ALRTA calls for ‘harmonised national livestock loading scheme’

The Australian Livestock and Rural Transporters Association (ALRTA) has responded to the NHVR’s Review of Livestock Mass, Dimension and Loading Arrangements.

Its submission makes 12 recommendations centred around a harmonised national livestock loading scheme in Heavy Vehicle National Law jurisdictions.

ALRTA national president Scott McDonald said that harmonisation of state livestock loading schemes would have implications for livestock transport for decades to come.

“Livestock transport is a truly national endeavour with integrated supply chains reaching across all states and territories of Australia. Trucks are routinely loaded in one state and unloaded in another state where livestock loading rules are different,” said McDonald.
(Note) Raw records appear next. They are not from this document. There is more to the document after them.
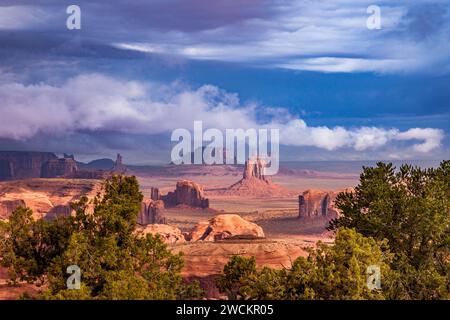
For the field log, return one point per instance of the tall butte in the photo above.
(254, 183)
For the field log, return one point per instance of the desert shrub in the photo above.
(115, 263)
(410, 208)
(329, 272)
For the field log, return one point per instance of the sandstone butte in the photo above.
(253, 184)
(187, 193)
(226, 226)
(169, 234)
(318, 204)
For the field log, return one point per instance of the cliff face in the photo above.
(187, 193)
(59, 168)
(317, 204)
(254, 169)
(253, 183)
(23, 165)
(151, 212)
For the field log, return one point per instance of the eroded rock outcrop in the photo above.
(253, 184)
(152, 212)
(22, 165)
(186, 193)
(168, 234)
(226, 226)
(47, 198)
(254, 169)
(59, 168)
(119, 167)
(7, 207)
(317, 204)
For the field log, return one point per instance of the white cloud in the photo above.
(314, 36)
(97, 103)
(22, 17)
(298, 133)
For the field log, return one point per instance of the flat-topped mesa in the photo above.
(154, 194)
(59, 168)
(22, 165)
(186, 193)
(226, 226)
(152, 212)
(254, 168)
(317, 204)
(119, 167)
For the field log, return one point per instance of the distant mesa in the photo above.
(318, 204)
(226, 226)
(152, 212)
(47, 198)
(169, 234)
(99, 164)
(23, 165)
(253, 183)
(16, 165)
(7, 207)
(187, 193)
(60, 167)
(119, 167)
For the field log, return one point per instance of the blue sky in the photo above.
(139, 69)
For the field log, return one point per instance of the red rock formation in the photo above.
(59, 168)
(119, 167)
(22, 165)
(154, 194)
(186, 193)
(254, 169)
(226, 226)
(151, 212)
(253, 184)
(168, 234)
(7, 207)
(317, 204)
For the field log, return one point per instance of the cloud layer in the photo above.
(325, 36)
(99, 103)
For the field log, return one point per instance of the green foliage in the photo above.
(115, 263)
(411, 209)
(329, 272)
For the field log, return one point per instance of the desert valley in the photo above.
(210, 213)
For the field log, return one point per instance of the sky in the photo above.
(137, 70)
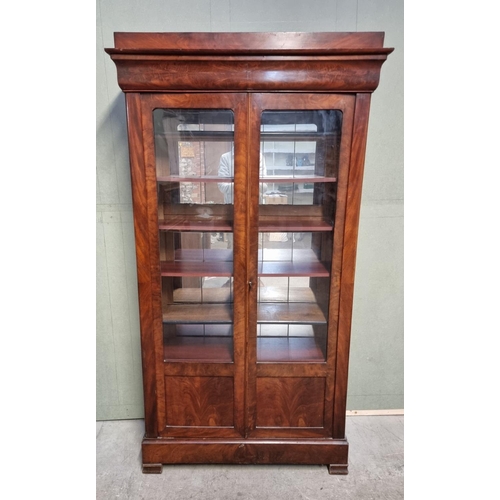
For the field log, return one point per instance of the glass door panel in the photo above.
(299, 153)
(194, 151)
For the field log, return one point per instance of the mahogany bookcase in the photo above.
(246, 155)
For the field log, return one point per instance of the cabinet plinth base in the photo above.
(152, 468)
(338, 469)
(331, 452)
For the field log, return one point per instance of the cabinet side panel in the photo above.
(142, 243)
(360, 129)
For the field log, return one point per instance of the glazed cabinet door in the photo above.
(194, 160)
(298, 167)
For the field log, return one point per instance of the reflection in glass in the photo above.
(296, 220)
(195, 181)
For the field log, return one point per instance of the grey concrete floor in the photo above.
(375, 469)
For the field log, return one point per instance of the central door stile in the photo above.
(240, 259)
(252, 183)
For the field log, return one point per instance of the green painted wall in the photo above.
(376, 368)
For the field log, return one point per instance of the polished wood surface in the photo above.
(248, 61)
(223, 383)
(284, 42)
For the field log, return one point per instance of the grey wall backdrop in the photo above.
(376, 366)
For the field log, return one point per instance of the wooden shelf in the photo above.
(200, 255)
(198, 313)
(290, 313)
(285, 294)
(202, 179)
(198, 349)
(291, 349)
(195, 223)
(314, 269)
(293, 225)
(296, 179)
(210, 268)
(203, 295)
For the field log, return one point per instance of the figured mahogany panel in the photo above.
(290, 402)
(283, 42)
(199, 401)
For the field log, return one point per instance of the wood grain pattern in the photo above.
(245, 451)
(144, 277)
(350, 239)
(286, 42)
(199, 401)
(233, 397)
(199, 349)
(290, 349)
(293, 402)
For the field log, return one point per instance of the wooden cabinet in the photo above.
(246, 154)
“Reflecting the historic genesis of state-based of livestock loading schemes, rules vary concerning the livestock species that may be carried, eligible vehicles, accreditation of operators, training, allowable tare mass and approaches to gross vehicle or combination mass. All ALRTA member associations in HVNL jurisdictions support harmonisation of scheme rules.

“In preparing our submission, ALRTA has held multiple member forums with positions considered by our Driver and Animal Welfare Committee and National Council. Members have agreed on almost all parameters that would comprise a national livestock loading scheme. However, there remain some differences of opinion concerning the best approach to training and gross vehicle mass.

“This is to be expected given that business operations and equipment are now built around state schemes that have been in operation for decades.

“While reform will be challenging, harmonisation of state livestock loading schemes has potential to lift productivity and reduce non-compliance risk for multi-state operators. I encourage NHVR to boldly strive for a harmonised national approach, having particular regard to enhancing safety, animal welfare, competitive neutrality and facilitating full network and farm gate access.”